[FFmpeg-devel] idct/fdct optimizations on arm

Tue Mar 9 05:45:51 CET 2010

> > I read doc/optimization.txt and I have a question.
> > I'm using h263 video encoder and swscaler to stretch images and I'm
> > kind of low on CPU power (windows mobile, arm11 cpu). I have some
> > custom code to use hardware acceleration for idct/fdct. I see there
> > are optimized version for arm in libavcodec/arm/, so I just wanted to
> > ask 1) if I can get noticeable improvements in video encoder with
> more
> > optimized idct code and 2) if it's easy to do (to hook up custom
> > functions for that) :)
> 
> In encoding more time is usually spent in motion search than in
> (i)dct, but optimising the transforms is still worthwhile.

Motion search, what kind of function are these? I see motion estimation mentioned in optimization.txt: pix_abs16x16%%, pix_abs8x8%%?

> 
> What hardware do you have with accelerated dct?

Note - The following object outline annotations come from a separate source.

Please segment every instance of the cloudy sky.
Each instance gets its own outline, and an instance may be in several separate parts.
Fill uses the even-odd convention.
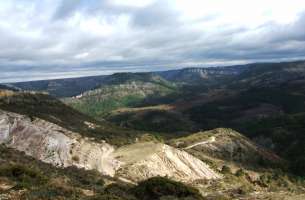
[[[0,82],[305,57],[305,0],[1,0]]]

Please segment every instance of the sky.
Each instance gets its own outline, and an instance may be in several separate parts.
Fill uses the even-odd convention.
[[[0,0],[0,82],[305,58],[305,0]]]

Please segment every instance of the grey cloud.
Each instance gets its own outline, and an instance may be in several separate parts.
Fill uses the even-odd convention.
[[[218,15],[183,21],[169,1],[146,7],[114,5],[110,0],[50,0],[50,5],[53,2],[49,7],[39,1],[30,15],[36,18],[19,17],[16,12],[21,20],[12,21],[16,26],[0,23],[0,82],[58,77],[56,72],[76,76],[99,70],[149,71],[192,63],[305,58],[305,14],[288,25],[268,22],[255,29],[234,25],[207,29],[205,22]],[[23,6],[28,6],[27,1]],[[75,13],[110,25],[121,16],[129,21],[122,30],[100,36],[69,24]],[[76,58],[83,54],[88,57]]]

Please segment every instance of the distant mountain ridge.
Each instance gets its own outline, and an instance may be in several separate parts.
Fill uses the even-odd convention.
[[[124,82],[134,78],[137,80],[149,80],[153,75],[180,84],[204,84],[214,86],[219,84],[231,84],[231,81],[240,80],[249,75],[259,74],[264,70],[276,72],[276,68],[283,70],[283,66],[295,66],[304,61],[282,62],[282,63],[253,63],[245,65],[234,65],[227,67],[207,68],[183,68],[177,70],[143,72],[143,73],[115,73],[112,75],[89,76],[80,78],[54,79],[42,81],[29,81],[10,83],[11,87],[20,90],[33,90],[48,92],[56,97],[72,97],[85,91],[96,89],[100,86]],[[267,69],[269,68],[269,69]],[[297,69],[295,69],[297,70]],[[295,71],[296,72],[296,71]],[[275,73],[277,74],[277,73]]]

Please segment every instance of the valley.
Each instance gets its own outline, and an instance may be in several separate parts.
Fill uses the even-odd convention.
[[[304,61],[1,84],[0,199],[302,199],[304,86]]]

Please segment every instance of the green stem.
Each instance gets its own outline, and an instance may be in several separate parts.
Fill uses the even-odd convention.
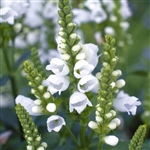
[[[80,131],[80,140],[81,140],[81,147],[84,149],[86,148],[86,143],[85,143],[85,126],[81,125],[81,131]]]
[[[64,126],[64,127],[66,128],[66,130],[68,131],[68,133],[69,133],[70,136],[72,137],[73,142],[74,142],[74,143],[76,144],[76,146],[79,148],[80,146],[79,146],[79,144],[78,144],[78,142],[77,142],[75,136],[74,136],[73,133],[71,132],[71,130],[70,130],[67,126]]]
[[[98,149],[97,150],[102,150],[103,142],[100,140],[98,144]]]

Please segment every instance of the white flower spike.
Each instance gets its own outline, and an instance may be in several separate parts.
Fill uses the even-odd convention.
[[[105,136],[104,141],[110,146],[116,146],[118,144],[119,139],[114,135],[109,135]]]
[[[78,61],[74,66],[74,76],[76,78],[82,78],[90,74],[94,70],[94,66],[89,64],[85,60]]]
[[[62,76],[69,73],[67,64],[59,58],[53,58],[50,64],[46,66],[46,70],[51,70],[54,74]]]
[[[55,132],[59,132],[63,125],[66,125],[66,122],[64,118],[53,115],[47,119],[47,129],[48,132],[51,132],[52,130]]]
[[[87,75],[80,79],[78,83],[78,90],[82,93],[92,91],[97,93],[99,89],[99,82],[93,75]]]
[[[51,94],[65,91],[69,86],[69,79],[67,76],[50,75],[46,80],[43,81],[44,86],[48,86],[48,90]]]
[[[35,110],[36,106],[34,101],[28,97],[25,97],[23,95],[18,95],[16,97],[16,104],[21,104],[26,110],[27,112],[31,115],[31,116],[39,116],[41,115],[40,113],[35,113],[37,111],[32,111],[32,110]],[[37,110],[37,109],[36,109]],[[39,110],[39,109],[38,109]],[[38,111],[39,112],[39,111]]]
[[[78,114],[80,114],[86,106],[92,106],[92,103],[89,101],[87,96],[80,92],[74,92],[69,101],[69,110],[70,112],[73,112],[75,109]]]
[[[128,115],[130,113],[132,115],[136,114],[137,106],[141,105],[141,102],[138,101],[138,98],[135,96],[129,96],[124,93],[124,91],[120,91],[117,97],[114,100],[113,106],[120,112],[127,112]]]

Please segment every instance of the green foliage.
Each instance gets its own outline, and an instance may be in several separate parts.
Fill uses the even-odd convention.
[[[130,141],[129,150],[140,150],[144,141],[145,134],[146,125],[140,125]]]
[[[28,144],[27,150],[37,150],[41,147],[42,140],[40,134],[38,133],[37,127],[23,106],[17,104],[15,110],[23,128],[24,137]]]

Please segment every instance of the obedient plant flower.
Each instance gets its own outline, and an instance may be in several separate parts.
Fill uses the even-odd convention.
[[[79,54],[84,53],[85,54],[85,60],[89,64],[92,64],[94,66],[94,68],[95,68],[97,63],[98,63],[97,52],[98,52],[98,46],[95,45],[95,44],[89,43],[89,44],[84,44],[83,45],[83,48],[82,48],[82,50],[80,51]]]
[[[135,96],[129,96],[124,93],[124,91],[120,91],[117,97],[114,100],[113,106],[120,112],[127,112],[128,115],[130,113],[132,115],[136,114],[137,106],[141,105],[141,102],[138,101],[138,98]]]
[[[69,78],[67,76],[50,75],[46,80],[43,81],[44,86],[48,86],[48,90],[51,94],[65,91],[69,86]]]
[[[64,118],[53,115],[47,119],[47,129],[49,132],[52,130],[55,132],[59,132],[63,125],[66,125]]]
[[[73,112],[75,109],[78,114],[80,114],[86,106],[92,106],[92,103],[89,101],[87,96],[80,92],[74,92],[69,100],[69,110]]]
[[[67,64],[59,58],[53,58],[50,64],[46,66],[46,70],[51,70],[54,74],[62,76],[69,73]]]
[[[42,113],[42,108],[40,106],[35,105],[34,101],[28,97],[18,95],[15,101],[16,104],[20,103],[32,116],[38,116]]]
[[[94,69],[94,66],[89,64],[85,60],[78,61],[74,66],[74,76],[76,78],[82,78],[90,74]]]
[[[78,83],[78,90],[82,93],[89,91],[97,93],[98,89],[99,89],[99,81],[95,76],[91,74],[81,78]]]
[[[0,8],[0,23],[7,22],[9,24],[14,24],[15,17],[18,13],[10,7]]]
[[[104,137],[104,141],[110,146],[116,146],[118,144],[119,139],[114,135],[108,135]]]

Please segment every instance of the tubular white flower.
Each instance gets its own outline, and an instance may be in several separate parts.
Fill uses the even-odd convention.
[[[92,91],[97,93],[99,89],[99,82],[93,75],[87,75],[80,79],[78,83],[78,90],[82,93]]]
[[[64,118],[53,115],[47,119],[47,129],[48,132],[51,132],[52,130],[55,132],[59,132],[63,125],[66,125],[66,122]]]
[[[92,106],[92,103],[89,101],[87,96],[80,92],[74,92],[69,100],[69,110],[73,112],[75,109],[78,114],[80,114],[86,106]]]
[[[104,141],[108,145],[116,146],[118,144],[119,139],[114,135],[108,135],[104,137]]]
[[[120,112],[127,112],[130,115],[136,114],[137,106],[141,105],[141,102],[138,101],[138,98],[135,96],[129,96],[124,93],[124,91],[120,91],[117,97],[114,100],[113,106]]]
[[[94,68],[96,67],[96,65],[98,63],[97,52],[98,52],[98,46],[95,44],[91,44],[91,43],[84,44],[82,50],[80,51],[81,54],[82,53],[85,54],[85,60],[89,64],[92,64],[94,66]]]
[[[55,105],[55,103],[48,103],[47,106],[46,106],[46,109],[47,109],[49,112],[55,112],[55,110],[56,110],[56,105]]]
[[[40,113],[35,113],[32,111],[32,107],[35,106],[34,101],[28,97],[25,97],[23,95],[18,95],[15,99],[16,104],[21,104],[27,112],[32,116],[38,116],[41,115]]]
[[[48,86],[48,90],[51,94],[65,91],[69,86],[69,79],[67,76],[50,75],[46,80],[43,81],[44,86]]]
[[[78,61],[74,66],[74,76],[76,78],[82,78],[90,74],[94,69],[94,66],[89,64],[85,60]]]
[[[46,70],[51,70],[54,74],[62,76],[69,73],[67,64],[59,58],[53,58],[50,64],[46,66]]]
[[[89,128],[91,128],[91,129],[98,129],[98,125],[97,125],[97,123],[94,122],[94,121],[90,121],[90,122],[88,123],[88,126],[89,126]]]
[[[0,8],[0,23],[8,22],[9,24],[14,24],[14,18],[18,16],[18,13],[10,7]]]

I think most mobiles have some sort of HW for that. Maybe api is not publicly available, but how else my prehistoric SE phone does better video than my little app that encodes video using ffmpeg's h263 encoder that uses asm optimized code?
Quite popular chip: http://ati.amd.com/kr/products/imageon100/imageon100.pdf Claims accelerated support for MPEG-4/JPEG decoding (successor of this chip sits in my HTC phone). Obviously it doesn't take a file and blits it to the screen, most likely it provides some sort of functions that are common in media processing. I don't know if they have public api available, though. Once I worked on SonyEricsson P1i and needed access to front camera on that phone. That api isn't public, but the work was for SE, so obviously I was able to get API from them still it was like that api doesn't exist in universe, they had to contact multiple departments in multiple countries and like a month later (if not more than a month!) I received an email from some guy in japan with instructions and needed code.

> 
> > Also, it seems that my code suffers the most from swscale (I timed
> > execution times and, surprisingly, stretching an image takes more
> time
> > than h263 encoding) and there is no optimized version for arm in
> > swscale
> 
> I'm not at all surprised by that.  Scaling is very CPU intensive.

Yes, it is. I'm not that good in arm asm but I don't see where there could be big improvements if coded for CPUs prior to cortex (seems that it has some sort of simd support, from looking at the avcodec code :). For armv5e maybe some dsp instructions to do multiple multiply-adds(plus saturation). I didn't even look at the swscaler code to see what's going on, it just seems to me that it should do this kind of math on pixels for scaling. Actually, the slowest and biggest hit for me was color space conversion from R565 to yuv, it's incredibly slow and CPU/Memory intensive (cannot be done in-place, and for every pixel there is quite complex math involved), also conversion tables aren't very helpful. Usually, these HW chips support YUV in some form and are capable of stretching hardware surfaces. These hardware capabilities should be exposed through directdraw interfaces in Windows Mobile if there are proper drives available (like DDrawSurface can be loaded with YUV data and Blt function does arbitrary stretching).